The women in the two groups were compared. For example, the mean age of the women was \(30.6\) y (\(s = 3.6\)) (T) and \(30.1\) y (\(s = 3.3\)) (P); the \(P\)-value for the comparison was given as \(P = 0.56\).

  1. Why was this comparison made?
  2. Compute the standard error for the difference between the two mean sleep durations.
  3. Compute the \(t\)-score for the test.
  4. Is the quoted \(P\)-value consistent with your calculations?
  5. What do these results mean?
  6. Is the result statistically valid?

Another comparison was the room 'condition' where the women slept: in the treatment group, \(13\) had a room with a fan (\(16\) had air conditioning), while in the control group \(10\) women had a fan (and \(17\) air conditioning). The \(P\)-value for the comparison was given as \(P = 0.60\).

  1. Why was this comparison made?
  2. Construct the two-way table summarising the data.
  3. The \(\chi^2\)-score for the test is \(0.35064\). Compute the equivalent \(z\)-score.
  4. Is the quoted \(P\)-value consistent with your calculations?
  5. What do these results mean?
  6. Is the result statistically valid?

For the subjects in the treatment group, the mean sleep duration in Week 1 was \(279.0\) mins (\(s = 18.9\)) and in Week 2 was \(303.6\) mins (\(s = 18.8\)). The increase was \(24.7\) mins (\(s = 14.9\)).

  1. Conduct the appropriate statistical test to determine if sleep duration increased in the treatment group.
  2. What do these results mean?

For the subjects in the control group, the mean sleep duration in Week 1 was \(286.3\) mins (\(s = 20.9\)) and in Week 2 was \(301.9\) mins (\(s = 21.8\); \(n = 26\) since one observation was not available). The increase was \(18.1\) mins (\(s = 17.3\)).

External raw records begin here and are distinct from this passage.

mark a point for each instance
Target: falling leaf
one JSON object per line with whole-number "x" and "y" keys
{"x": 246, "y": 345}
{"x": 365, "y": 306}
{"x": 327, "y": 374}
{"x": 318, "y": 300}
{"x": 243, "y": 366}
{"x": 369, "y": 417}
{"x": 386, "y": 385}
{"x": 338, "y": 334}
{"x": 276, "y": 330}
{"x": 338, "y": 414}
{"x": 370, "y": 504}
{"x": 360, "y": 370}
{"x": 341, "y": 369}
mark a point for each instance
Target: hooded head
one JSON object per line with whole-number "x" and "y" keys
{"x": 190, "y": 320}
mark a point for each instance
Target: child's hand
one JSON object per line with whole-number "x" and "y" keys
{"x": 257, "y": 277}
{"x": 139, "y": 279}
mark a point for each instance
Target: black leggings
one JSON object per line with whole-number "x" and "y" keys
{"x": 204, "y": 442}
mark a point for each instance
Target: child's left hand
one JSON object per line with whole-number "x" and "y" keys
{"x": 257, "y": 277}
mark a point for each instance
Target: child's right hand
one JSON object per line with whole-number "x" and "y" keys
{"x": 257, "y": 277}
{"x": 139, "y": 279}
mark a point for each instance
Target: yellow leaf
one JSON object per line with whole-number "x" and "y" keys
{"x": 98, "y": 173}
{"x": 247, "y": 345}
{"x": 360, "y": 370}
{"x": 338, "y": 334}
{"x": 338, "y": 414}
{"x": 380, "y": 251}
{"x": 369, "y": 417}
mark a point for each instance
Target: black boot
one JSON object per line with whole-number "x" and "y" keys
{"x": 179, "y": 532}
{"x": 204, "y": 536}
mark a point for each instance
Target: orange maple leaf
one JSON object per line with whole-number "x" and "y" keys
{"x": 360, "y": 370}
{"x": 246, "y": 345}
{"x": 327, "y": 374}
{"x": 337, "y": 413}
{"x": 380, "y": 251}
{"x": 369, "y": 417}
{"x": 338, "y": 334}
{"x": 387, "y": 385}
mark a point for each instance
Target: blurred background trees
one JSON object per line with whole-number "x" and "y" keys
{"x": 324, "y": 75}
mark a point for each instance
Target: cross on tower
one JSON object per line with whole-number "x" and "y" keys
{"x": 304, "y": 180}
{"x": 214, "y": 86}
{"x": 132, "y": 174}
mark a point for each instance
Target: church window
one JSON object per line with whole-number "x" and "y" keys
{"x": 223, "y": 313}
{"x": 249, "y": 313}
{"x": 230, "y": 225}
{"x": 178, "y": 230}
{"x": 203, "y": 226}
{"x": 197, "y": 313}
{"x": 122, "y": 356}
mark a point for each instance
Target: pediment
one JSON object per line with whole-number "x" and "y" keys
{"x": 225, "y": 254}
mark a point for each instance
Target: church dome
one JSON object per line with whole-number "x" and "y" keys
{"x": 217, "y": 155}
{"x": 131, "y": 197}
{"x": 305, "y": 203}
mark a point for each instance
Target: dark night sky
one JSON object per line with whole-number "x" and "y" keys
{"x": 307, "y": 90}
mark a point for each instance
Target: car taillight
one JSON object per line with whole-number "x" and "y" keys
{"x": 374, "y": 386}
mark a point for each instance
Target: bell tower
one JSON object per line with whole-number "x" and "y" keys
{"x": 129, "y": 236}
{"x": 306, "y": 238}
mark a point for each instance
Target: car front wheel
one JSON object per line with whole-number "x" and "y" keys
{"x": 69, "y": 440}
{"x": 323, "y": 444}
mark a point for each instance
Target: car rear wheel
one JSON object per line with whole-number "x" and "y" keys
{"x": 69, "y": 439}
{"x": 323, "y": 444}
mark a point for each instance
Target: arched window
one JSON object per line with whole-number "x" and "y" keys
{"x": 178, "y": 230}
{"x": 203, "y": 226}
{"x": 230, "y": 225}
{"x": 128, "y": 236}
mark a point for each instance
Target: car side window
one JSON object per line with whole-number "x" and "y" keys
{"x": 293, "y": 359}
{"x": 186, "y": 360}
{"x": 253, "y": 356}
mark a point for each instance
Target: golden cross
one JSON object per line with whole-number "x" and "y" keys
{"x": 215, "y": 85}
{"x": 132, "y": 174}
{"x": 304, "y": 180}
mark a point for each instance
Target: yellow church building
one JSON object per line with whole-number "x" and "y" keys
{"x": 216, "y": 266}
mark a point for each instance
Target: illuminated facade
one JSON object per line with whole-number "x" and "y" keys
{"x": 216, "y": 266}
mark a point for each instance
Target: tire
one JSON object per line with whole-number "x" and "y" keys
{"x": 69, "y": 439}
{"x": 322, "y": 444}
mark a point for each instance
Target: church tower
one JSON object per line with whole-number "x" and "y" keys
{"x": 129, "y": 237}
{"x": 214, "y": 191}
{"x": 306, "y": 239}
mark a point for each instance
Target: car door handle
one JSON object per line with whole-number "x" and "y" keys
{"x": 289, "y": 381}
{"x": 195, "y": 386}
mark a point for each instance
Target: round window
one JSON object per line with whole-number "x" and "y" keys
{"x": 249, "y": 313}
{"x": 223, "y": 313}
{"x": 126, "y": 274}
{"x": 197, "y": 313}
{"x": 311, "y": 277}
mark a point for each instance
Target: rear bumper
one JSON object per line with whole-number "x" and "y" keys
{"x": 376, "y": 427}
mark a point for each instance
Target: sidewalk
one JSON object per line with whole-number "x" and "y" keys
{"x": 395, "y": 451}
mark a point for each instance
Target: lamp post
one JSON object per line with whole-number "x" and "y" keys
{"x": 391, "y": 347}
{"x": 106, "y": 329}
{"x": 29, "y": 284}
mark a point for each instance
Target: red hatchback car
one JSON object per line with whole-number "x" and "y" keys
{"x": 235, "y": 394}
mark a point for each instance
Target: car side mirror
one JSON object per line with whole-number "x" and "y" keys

  1. Conduct the appropriate statistical test to determine if sleep duration increased in the treatment group.
  2. What do these results mean?
  3. What could explain the increase in sleep duration, despite the control group using an ineffective intervention?

The increase in sleep duration can be compared for the two groups.

  1. Compute the standard error for difference between the mean increases \(\text{s.e.}( \bar{x}_T - \bar{x}_T)\).
  2. Construct an approximate \(95\)% confidence interval for the difference in the increase in sleep duration for the two groups.
  3. Conduct a hypothesis test to compare the increase in sleep duration for the two groups. Interpret what this means.
  4. Is the test statistically valid?